Wipe yours cheeks Nicolas Momein
La pratique artistique de Nicolas Momein se déploie souvent à partir de l'étude d'objets et de matériaux triviaux et fonctionnels - du matériel agricole pour ferrer des vaches à la pantoufle, des serviettes de bain en coton aux canapés de salon, en passant par des matières diverses : pierre de sel, savon, cuir, laine de roche, etc - et se développe à travers un repérage de gestes et de techniques issus de l’industrie ou de l’artisanat. Cette démarche presque anthropologique est associée à des apprentissages sans cesse renouvelés car il faut à l'artiste comprendre et reprendre ces gestes, réutiliser ces machines, collaborer avec des ouvriers ou des artisans, bref se mettre dans la position de faire, de défaire ou de refaçonner ces objets et matériaux. Nicolas Momein réinvestit plastiquement et librement une large palette de techniques et de savoir-faire, en les déviant de leurs finalités initiales. C’est ainsi que pour l’élaboration de sa récente série « Peau à peau », initiée 2022 lors d’une résidence en partenariat avec une usine de traitement et d’anoblissement des cuirs et des peaux, l’artiste explore les propriétés et les potentialités picturales des feuilles d’aluminium pigmenté, destinées au contre-collage industriel. Ces feuilles, recouvertes d’une pellicule de pigment métallique coloré, sont utilisées par l’industrie du cuir pour transférer et fixer des couleurs brillantes sur des supports enduits, par apposition thermique.

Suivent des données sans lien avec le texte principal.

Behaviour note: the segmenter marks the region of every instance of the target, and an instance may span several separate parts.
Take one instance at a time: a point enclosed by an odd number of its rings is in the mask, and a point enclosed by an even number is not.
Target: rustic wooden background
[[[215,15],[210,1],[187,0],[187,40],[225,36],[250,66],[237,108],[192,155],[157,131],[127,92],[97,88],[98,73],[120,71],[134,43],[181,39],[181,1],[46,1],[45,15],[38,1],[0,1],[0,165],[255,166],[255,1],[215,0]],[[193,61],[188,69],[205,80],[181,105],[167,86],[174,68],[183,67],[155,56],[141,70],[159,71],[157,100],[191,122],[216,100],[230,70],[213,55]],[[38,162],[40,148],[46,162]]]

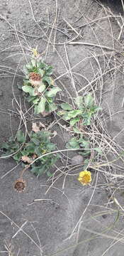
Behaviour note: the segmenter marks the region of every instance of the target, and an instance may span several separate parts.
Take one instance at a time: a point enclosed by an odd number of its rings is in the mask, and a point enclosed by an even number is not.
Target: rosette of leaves
[[[75,99],[76,108],[74,109],[68,103],[61,104],[62,110],[59,111],[59,115],[69,122],[69,124],[74,128],[78,128],[79,123],[82,125],[90,125],[91,118],[101,108],[94,103],[94,99],[91,93],[84,97],[78,96]]]
[[[34,105],[34,113],[50,113],[57,107],[55,97],[60,88],[54,85],[51,75],[52,67],[33,58],[23,68],[26,78],[21,89],[27,94],[27,100]]]
[[[17,163],[21,161],[23,167],[26,167],[26,164],[29,165],[31,172],[36,176],[46,173],[48,176],[51,176],[50,169],[59,159],[58,154],[47,154],[31,164],[38,156],[50,153],[56,149],[56,145],[50,141],[50,137],[51,133],[47,131],[40,131],[36,133],[31,132],[30,141],[26,142],[24,134],[18,131],[15,140],[11,137],[8,142],[1,144],[1,149],[3,150],[2,156],[12,155]]]

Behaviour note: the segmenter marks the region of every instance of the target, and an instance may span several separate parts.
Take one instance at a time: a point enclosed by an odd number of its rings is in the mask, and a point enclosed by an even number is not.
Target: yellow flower
[[[79,178],[77,178],[79,181],[81,183],[82,185],[86,185],[91,181],[91,174],[89,171],[82,171],[79,174]]]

Nicolas Momein s’empare de ce matériau de traitement et d’ornementation des surfaces des productions manufacturées en en modifiant le processus d’estampage mécanique. Ainsi, opérant à froid, par pression directe des feuilles pigmentées déposées sur des surfaces de toile ou de vinyle, il transfère à l’aveugle ses tracés manuels, dirigés mais non programmés. Les œuvres hautement colorées se déclinent comme des improvisations, composées de la variation rythmée de gestes, entre abstraction ornementale et figuration primitive, écriture sismographique et aplats picturaux. Alors que ces étranges paysages baroques et flamboyants donnent à voir une stratigraphie de traces accumulées en couches, ils relèvent pourtant d’une structure pelliculaire sans épaisseur. En effet, le procédé technique empêche la superposition des applications : chaque report ou « Transfert » de matière colorée est donc définitif et ne peut être ni retiré, ni recouvert. Et si ces pièces ressemblent à des peintures, elles sont en réalité structurées comme de la marqueterie de petites peaux (pellicules) de pigments métallisés qui s’ajustent parfaitement en une surface, sur leur support. Mais ces pellicules se plissent, marquent, semblent parfois même martelées et de manière ambiguë, gagnent en épaisseur... telles des peaux tannées, voire scarifiées ou des matrices métalliques industrielles estampées discrètement des motifs de l’ornement textile.
Cette série s'inscrit dans la poursuite de ses recherches lors d’un partenariat organisé par le centre d'art le Lait à Graulhet où Nicolas Momein a commencé à travailler avec l'usine "Eureka" spécialisée dans l’amincissement et l'anoblissement des cuirs et des peaux et c'est poursuivie au mois de janvier 2024 durant une résidence artistique à Las Cicadas à Ibiza. De la lacération au geste délicat, les œuvres explorent la relation intime entre le support et le médium. C'est ce langage hybridé, entre technique et extrapolation poétique, que Momein propose d’interroger à travers cette nouvelle série produite entre l'usine et l’atelier pour sa prochaine exposition chez Ceysson & Bénétière en Avril.